The spin-doctor dishes out the laughs

April 6, 2006


In an age where political correctness often overshadows broader issues, it is no wonder that an argument’s delivery can prove more decisive than its substance. Thank You for Smoking plays off this absurdity with a sinister humor that will tickle liberals as well as conservatives and smokers as well as nonsmokers.

The film commences with a showcase of chief tobacco lobbyist Nick Naylor’s wicked talent for persuasion.

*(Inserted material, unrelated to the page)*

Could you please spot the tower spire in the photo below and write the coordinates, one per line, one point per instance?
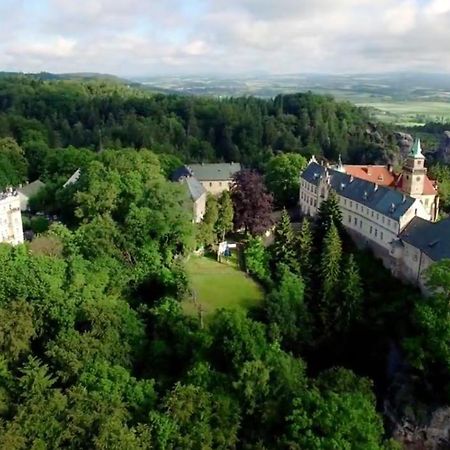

As a guest on “The Joan Lunden Show,” Naylor, played with an unrelenting glib poise by Aaron Eckhart, manages to convince the audience and a 15-year-old lung cancer victim that those opposed to smoking want him to die, while tobacco companies have every interest in keeping their customers “alive and smoking.”

The suave lobbyist’s primary nemesis is Vermont Sen. Ortolan Finistirre, played by William H. Macy, whose office is heavily ornamented with a large collection of maple syrup bottles. Finistirre wants a warning label with a large skull to be placed on all cigarette cartons in lieu of the Surgeon General’s warning, which apparently encourages non-English speaking persons to die. The Senator’s sincere environmental concerns, however, stand little chance against the rhetorical art of the lobbyist.

Naylor undertakes the task of encouraging teen smoking through movies, in which, as he puts it, only “psychopaths and Europeans” seem to light up anymore. With an insomniac Japanophile executive played by Rob Lowe, he cooks up an outlandish sex scene involving Brad Pitt blowing smoke rings around Catherine Zeta Jones’s naked body, a humorous mockery of Hollywood’s lucrative talent for peddling garbage.

Eckhart and the film as a whole endure with an unfaltering and fast-paced rhythm, tightly packing a cynical wit that rarely ceases to entertain. Adding to the shameless humor is the M.O.D. squad, or “merchants of death,” comprised of Naylor and lobbyists for alcohol and firearms. The three meet over drinks and good ol’ fashioned apple pie smothered in American cheese, and they pride themselves on the number of deaths per year their respective industries incur.

Naylor’s success is temporarily offset, however, by seductive reporter Heather Holloway, played by Katie Holmes. Additionally, his visit with a cancerous Marlboro Man and, surprisingly, his own conscience makes him think twice about the nature of his lucrative occupation. However, Eckhart so poignantly embraces the role that it is nearly impossible to point a finger at the blatantly immoral tactics of his character. In fact, the film encourages nothing but a good-natured mockery of the overwhelming power of the spin-factor.

While this virtually smoke-free film won’t convince you to put out your cigarette, it may leave you feeling guilty for succumbing to the unremitting charm of the tobacco industry’s slickest merchant of death.